De vez em quando olho à volta como se estivesse num sonho mau. Pessoas. Pessoas com olhos ou braços ou cabelo ou gestos ou risos, tão diferentes de mim - tão inultrapassavelmente diferentes de mim - tão iguais umas às outras. Sou eu que não vejo? Sou eu que não sou? Pessoas, pois.
Estava num café com muita gente, e todos eram, ao que parecia, homens ou mulheres. Hum. Aquele ali tem barba preta e disse agora mesmo "quaresma" e "sportinguista". Parece um homem. Aquele ao lado é mais magro e não tem barriga, tem uma pele mais lisa e uns olhos pequenos tão atentos ao que não interessa e disse agora mesmo "bué da fixe". Parece uma mulher. Branco, preto, homem, mulher, que se passa aqui?
Tento pensar, "eu sou um homem". Como este e aquele e aquele outro ao fundo. Olha, "nós". E ali e mais ao fundo, "elas". Que tenho eu que ver com esses "nós"? Porque é que estou deste lado do muro? Quem há aqui sequer remotamente semelhante a mim? Quem, sequer remotamente, me completa?
Sinto uma enorme afinidade com a mesa de mármore, que apenas "está". À volta, os homens e as mulheres olham-se longamente e riem. Que partilham eles que os faz tão reciprocamente próximos, tão simplesmente assim?

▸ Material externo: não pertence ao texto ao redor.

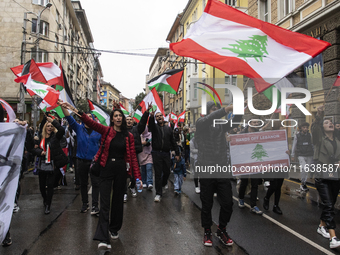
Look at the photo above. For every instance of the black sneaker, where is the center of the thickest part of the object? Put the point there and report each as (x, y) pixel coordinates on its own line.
(7, 241)
(207, 239)
(85, 207)
(224, 237)
(95, 210)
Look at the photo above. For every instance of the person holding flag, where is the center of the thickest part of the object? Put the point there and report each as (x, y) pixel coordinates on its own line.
(117, 156)
(163, 142)
(51, 158)
(136, 131)
(88, 142)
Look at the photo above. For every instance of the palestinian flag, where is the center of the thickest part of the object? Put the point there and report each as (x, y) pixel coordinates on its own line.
(137, 116)
(126, 113)
(337, 81)
(48, 95)
(167, 117)
(10, 113)
(30, 67)
(173, 116)
(239, 44)
(181, 117)
(168, 81)
(102, 116)
(283, 83)
(154, 99)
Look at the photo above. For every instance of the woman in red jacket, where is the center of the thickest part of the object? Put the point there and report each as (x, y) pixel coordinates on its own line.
(117, 158)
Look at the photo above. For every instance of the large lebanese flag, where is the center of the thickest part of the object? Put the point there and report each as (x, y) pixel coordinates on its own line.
(181, 117)
(168, 81)
(154, 99)
(239, 44)
(48, 94)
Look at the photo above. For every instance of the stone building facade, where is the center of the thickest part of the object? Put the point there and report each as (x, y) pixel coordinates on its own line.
(64, 37)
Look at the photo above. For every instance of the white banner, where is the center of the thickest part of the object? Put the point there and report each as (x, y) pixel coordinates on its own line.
(259, 152)
(12, 137)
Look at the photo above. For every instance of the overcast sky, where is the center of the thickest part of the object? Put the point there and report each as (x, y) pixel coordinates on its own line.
(130, 25)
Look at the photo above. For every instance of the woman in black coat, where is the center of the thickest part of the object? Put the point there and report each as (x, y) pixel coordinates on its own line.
(52, 158)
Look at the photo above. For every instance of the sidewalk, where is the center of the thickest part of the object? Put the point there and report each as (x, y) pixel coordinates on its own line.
(172, 226)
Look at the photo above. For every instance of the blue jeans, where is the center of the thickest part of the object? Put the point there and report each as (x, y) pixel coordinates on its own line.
(147, 177)
(178, 181)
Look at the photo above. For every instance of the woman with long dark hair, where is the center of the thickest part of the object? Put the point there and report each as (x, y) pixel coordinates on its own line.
(51, 158)
(117, 156)
(326, 154)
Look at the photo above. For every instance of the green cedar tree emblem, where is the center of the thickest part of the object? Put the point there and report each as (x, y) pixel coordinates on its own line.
(259, 153)
(154, 108)
(254, 48)
(40, 91)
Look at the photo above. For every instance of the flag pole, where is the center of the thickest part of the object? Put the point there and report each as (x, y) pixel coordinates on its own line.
(328, 93)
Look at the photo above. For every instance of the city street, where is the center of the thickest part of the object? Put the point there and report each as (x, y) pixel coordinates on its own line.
(170, 227)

Na mesa ao lado uma rapariga magra desenha, caneta preta papel branco. Tem o cabelo cortado muito curto, o nariz e a boca de um adolescente e os olhos de uma dureza que lembra revólveres habituados a disparar. Faz-me lembrar a rapariga do "Boys don't cry". Os dedos e o gesto dos joelhos contam-me uma história desconexa, que não bate certo com o modo como pega na garrafa de cerveja (a terceira cerveja) . Aposto que sabe cuspir e assobiar e que um dia caiu de uma árvore. Umas nike brancas muito sujas, uma t-shirt lilás: sim, poderia tocar aqueles ombros tão simples. Tenho a certeza de que não sabe pôr em palavras o dentro, talvez por isso desenhe tão bem (desenhou um corpo sem braços). Tenho a certeza de que já se enganou a abraçar, e talvez não tenha dado por isso. Tão igual a mim, embora eu traga as minhas botas pretas e não tenha o sabor das framboesas e do pó.

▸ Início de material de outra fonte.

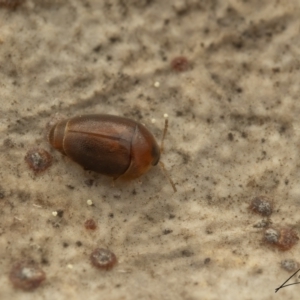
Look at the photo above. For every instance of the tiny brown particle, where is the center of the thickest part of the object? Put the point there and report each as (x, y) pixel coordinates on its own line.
(38, 160)
(103, 259)
(288, 238)
(261, 205)
(26, 276)
(180, 64)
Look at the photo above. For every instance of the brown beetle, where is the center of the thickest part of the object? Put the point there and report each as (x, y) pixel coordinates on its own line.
(110, 145)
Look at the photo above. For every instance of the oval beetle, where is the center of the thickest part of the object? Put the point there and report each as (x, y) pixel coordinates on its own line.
(110, 145)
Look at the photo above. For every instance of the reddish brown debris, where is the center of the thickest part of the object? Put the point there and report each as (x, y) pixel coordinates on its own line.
(103, 259)
(90, 224)
(38, 160)
(26, 276)
(180, 64)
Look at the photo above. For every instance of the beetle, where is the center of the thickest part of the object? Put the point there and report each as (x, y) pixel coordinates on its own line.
(110, 145)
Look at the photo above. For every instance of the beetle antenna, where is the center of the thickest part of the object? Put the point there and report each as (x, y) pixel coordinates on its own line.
(165, 132)
(162, 166)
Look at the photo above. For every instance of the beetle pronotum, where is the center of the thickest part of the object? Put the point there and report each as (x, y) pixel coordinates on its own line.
(111, 145)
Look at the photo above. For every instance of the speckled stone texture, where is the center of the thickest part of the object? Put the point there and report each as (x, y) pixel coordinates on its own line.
(234, 135)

Olho à volta, mesa a mesa. O rapaz das barbas dá um murro amigável (um murro amigável?) no braço de outro rapaz de barbas. Homens. Duas raparigas levantam-se e cada uma delas olha para a outra como se se confortasse. A mais alta sabe que é mais alta. Mulheres. Branco preto (cerveja preta bebo eu, e um cigarro maço preto também. O preto protege não sei bem de quê). Na mesa do lado há uns joelhos iguais a mim, uns ombros iguais a mim.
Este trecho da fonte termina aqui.